Sie sprechen darüber, warum „Fleischwolf“ keine klassische Deutschrap-Serie sein soll, obwohl Rapper, Streamer und Kultfiguren darin auftauchen. Die beiden berichten von echten Coaching-Erlebnissen, absurden Set-Momenten, improvisierten Szenen, Cameos, die nur durch jahrelange Beziehungen möglich wurden, und von dem Anspruch, Humor nicht zu forcieren, sondern aus echten Situationen entstehen zu lassen.

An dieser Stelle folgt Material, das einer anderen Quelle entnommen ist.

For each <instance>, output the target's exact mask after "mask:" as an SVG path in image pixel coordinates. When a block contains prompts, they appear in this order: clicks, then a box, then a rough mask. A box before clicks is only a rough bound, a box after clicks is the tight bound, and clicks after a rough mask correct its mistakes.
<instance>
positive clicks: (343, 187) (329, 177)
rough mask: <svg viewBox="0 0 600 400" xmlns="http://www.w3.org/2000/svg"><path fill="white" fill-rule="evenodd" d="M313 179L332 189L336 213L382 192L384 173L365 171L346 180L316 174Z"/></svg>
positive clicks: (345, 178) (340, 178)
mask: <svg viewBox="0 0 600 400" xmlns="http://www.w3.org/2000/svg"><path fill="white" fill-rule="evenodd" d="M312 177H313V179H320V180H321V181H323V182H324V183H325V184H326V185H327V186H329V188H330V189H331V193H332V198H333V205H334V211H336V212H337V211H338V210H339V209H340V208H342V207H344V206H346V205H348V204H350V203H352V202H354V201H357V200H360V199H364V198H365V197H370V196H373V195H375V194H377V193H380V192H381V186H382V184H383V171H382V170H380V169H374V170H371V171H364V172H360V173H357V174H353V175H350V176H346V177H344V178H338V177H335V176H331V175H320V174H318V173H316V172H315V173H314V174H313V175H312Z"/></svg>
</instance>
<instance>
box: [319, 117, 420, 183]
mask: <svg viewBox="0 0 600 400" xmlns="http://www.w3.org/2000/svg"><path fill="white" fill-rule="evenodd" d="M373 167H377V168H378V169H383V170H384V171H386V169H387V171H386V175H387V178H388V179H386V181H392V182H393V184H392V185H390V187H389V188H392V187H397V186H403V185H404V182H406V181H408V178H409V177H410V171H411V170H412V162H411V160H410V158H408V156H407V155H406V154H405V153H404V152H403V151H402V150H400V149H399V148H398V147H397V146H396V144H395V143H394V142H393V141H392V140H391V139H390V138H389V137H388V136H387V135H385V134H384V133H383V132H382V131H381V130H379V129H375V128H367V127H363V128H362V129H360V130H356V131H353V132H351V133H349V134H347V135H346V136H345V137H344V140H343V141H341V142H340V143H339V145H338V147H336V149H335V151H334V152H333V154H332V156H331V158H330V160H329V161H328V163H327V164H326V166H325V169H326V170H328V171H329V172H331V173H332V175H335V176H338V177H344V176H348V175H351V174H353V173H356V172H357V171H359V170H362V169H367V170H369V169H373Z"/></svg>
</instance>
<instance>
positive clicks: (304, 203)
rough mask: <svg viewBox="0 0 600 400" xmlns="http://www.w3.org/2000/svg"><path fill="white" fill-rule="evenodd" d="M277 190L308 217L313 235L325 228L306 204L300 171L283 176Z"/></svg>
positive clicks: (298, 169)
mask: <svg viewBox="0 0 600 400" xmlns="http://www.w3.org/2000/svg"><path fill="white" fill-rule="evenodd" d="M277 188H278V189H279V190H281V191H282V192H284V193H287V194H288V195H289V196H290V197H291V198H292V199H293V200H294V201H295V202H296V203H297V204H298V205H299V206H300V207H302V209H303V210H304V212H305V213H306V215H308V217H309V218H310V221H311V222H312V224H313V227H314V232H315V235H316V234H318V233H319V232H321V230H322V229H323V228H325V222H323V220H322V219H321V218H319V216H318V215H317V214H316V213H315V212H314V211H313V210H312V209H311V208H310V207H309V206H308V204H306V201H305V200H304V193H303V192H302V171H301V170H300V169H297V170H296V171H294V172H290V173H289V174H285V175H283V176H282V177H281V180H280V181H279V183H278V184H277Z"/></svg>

Im Mittelpunkt stehen aber auch persönliche Themen: die Dynamik ihrer Freundschaft, das Gefühl zwischen Subkulturen zu wechseln, der Wunsch nach kreativer Freiheit und die Frage, wie Unterhaltung heute gesellschaftliche Themen berühren kann, ohne zur Predigt zu werden. Das Interview zeigt, warum „Fleischwolf“ so viele unterschiedliche Menschen anspricht und warum diese Produktion mehr ist als eine klassische Comedyserie.